I have read longer extracts of this book when it was published and wondered about reading it in full. For the moment it is one of those books that I don’t want to face – which is cowardly, but honest. I’m reading Ann Frank’s Diary of a Young Girl at the moment, and finding the experience heightened by this time of remembrance. I think perhaps I shall make a note to read Leiris’ book this time next year. If he is brave enough to write it – and to live it every day – then surely I am brave enough to read it. He speaks for many and he deserves an audience.
It’s certainly an emotional read, but also ultimately uplifting. He said in an interview that he didn’t think of his writing as therapy, but I think reading it can be therapeutic for all those dealing with grief. Reminded me a little of Joan Didion’s Year of Magical Thinking, but it is much more visceral and immediate than that one.
I don’t think I can read it. Not now. Just thinking of the letter he wrote just after the bombing upsets me. I might buy the book, though, as a way to support him and his son.
I think that, as a people, we can be proud to have reacted with dignity to these horrible attacks..
PS Why “hate” and not “hatred” in the title?
It’s not an easy read and I certainly don’t recommend reading it as a way to get back to sleep at 3:30 in the morning. BAD idea!
But yes, you are absolutely right: ‘haine’ is hatred, so I’m not sure, maybe it sounded too correct?
My guess is the rhythm. “You will not have my hate” is pure trochees, bam bam bam bam bam bam; “you will not have my hatred” sounds lopsided.

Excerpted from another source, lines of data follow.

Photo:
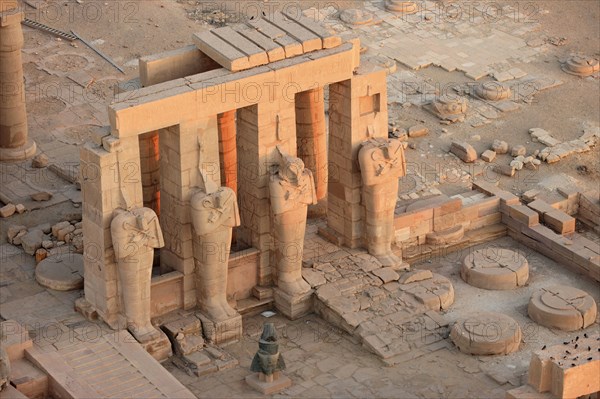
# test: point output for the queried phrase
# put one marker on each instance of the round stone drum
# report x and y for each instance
(486, 333)
(495, 269)
(562, 307)
(63, 272)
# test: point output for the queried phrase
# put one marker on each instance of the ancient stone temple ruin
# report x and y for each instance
(289, 206)
(225, 139)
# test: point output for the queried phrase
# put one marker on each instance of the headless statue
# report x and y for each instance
(135, 234)
(214, 214)
(292, 189)
(382, 164)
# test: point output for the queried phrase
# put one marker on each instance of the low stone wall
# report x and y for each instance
(442, 224)
(550, 230)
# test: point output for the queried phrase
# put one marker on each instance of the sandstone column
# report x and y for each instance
(291, 189)
(227, 148)
(150, 164)
(14, 144)
(311, 136)
(214, 213)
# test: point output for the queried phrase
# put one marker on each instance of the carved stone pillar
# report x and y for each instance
(150, 164)
(135, 233)
(381, 165)
(227, 148)
(14, 143)
(312, 136)
(214, 213)
(292, 190)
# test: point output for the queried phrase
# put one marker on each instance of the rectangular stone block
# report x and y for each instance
(559, 221)
(523, 214)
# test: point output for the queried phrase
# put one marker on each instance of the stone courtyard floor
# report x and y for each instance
(325, 361)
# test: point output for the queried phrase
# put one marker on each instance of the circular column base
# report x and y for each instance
(562, 307)
(495, 269)
(61, 272)
(18, 153)
(486, 333)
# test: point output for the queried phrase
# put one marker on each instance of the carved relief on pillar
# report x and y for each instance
(382, 163)
(135, 234)
(215, 213)
(291, 189)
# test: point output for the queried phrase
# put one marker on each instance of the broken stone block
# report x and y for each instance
(44, 227)
(41, 196)
(13, 231)
(60, 234)
(414, 276)
(8, 210)
(185, 335)
(562, 307)
(314, 277)
(518, 165)
(500, 147)
(40, 255)
(417, 131)
(536, 132)
(472, 334)
(518, 150)
(17, 239)
(530, 195)
(59, 226)
(464, 151)
(39, 161)
(488, 155)
(386, 274)
(506, 170)
(32, 241)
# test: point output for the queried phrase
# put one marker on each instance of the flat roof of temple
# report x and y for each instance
(264, 40)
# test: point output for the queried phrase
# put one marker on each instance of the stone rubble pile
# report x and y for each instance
(46, 240)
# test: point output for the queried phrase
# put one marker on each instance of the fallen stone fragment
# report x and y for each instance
(8, 210)
(17, 239)
(39, 161)
(40, 255)
(417, 131)
(313, 277)
(518, 150)
(530, 195)
(59, 226)
(518, 165)
(464, 151)
(386, 274)
(32, 241)
(60, 234)
(41, 196)
(506, 170)
(488, 155)
(14, 230)
(500, 147)
(414, 276)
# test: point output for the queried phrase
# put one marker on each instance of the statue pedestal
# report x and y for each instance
(159, 348)
(223, 331)
(293, 306)
(268, 384)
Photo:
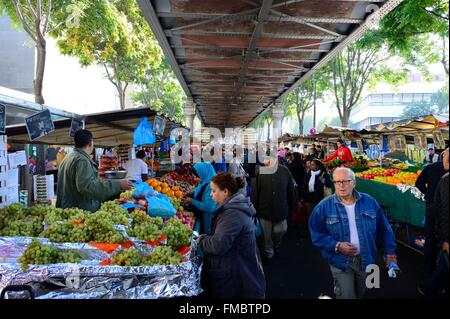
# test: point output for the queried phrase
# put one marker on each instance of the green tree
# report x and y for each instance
(352, 70)
(39, 18)
(161, 92)
(114, 35)
(417, 30)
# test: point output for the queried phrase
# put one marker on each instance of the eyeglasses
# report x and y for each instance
(345, 183)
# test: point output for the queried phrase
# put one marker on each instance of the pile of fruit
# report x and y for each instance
(39, 254)
(173, 192)
(390, 176)
(178, 234)
(162, 255)
(186, 218)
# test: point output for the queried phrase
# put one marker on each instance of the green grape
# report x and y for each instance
(128, 257)
(178, 234)
(163, 255)
(102, 229)
(58, 232)
(39, 254)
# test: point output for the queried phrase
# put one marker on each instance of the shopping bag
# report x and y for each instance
(142, 190)
(143, 133)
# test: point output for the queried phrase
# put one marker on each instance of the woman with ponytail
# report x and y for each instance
(232, 266)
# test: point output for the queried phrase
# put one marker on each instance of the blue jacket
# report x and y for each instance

I have this just arrived and waiting to be read. I know in advance – and your heartfelt review has just verified this – that it will be a very difficult, painful read, but also a hugely important and educative one, because the dirtier and more savage our world seems to get, the more important it becomes to seek out those who are actively striving towards a different, better outcome
Exactly. I felt it was important for me to read it just now, at the anniversary of those events, and remind myself not to become bitter nor resigned. I’d love to hear your thoughts once you’ve had the chance to read it.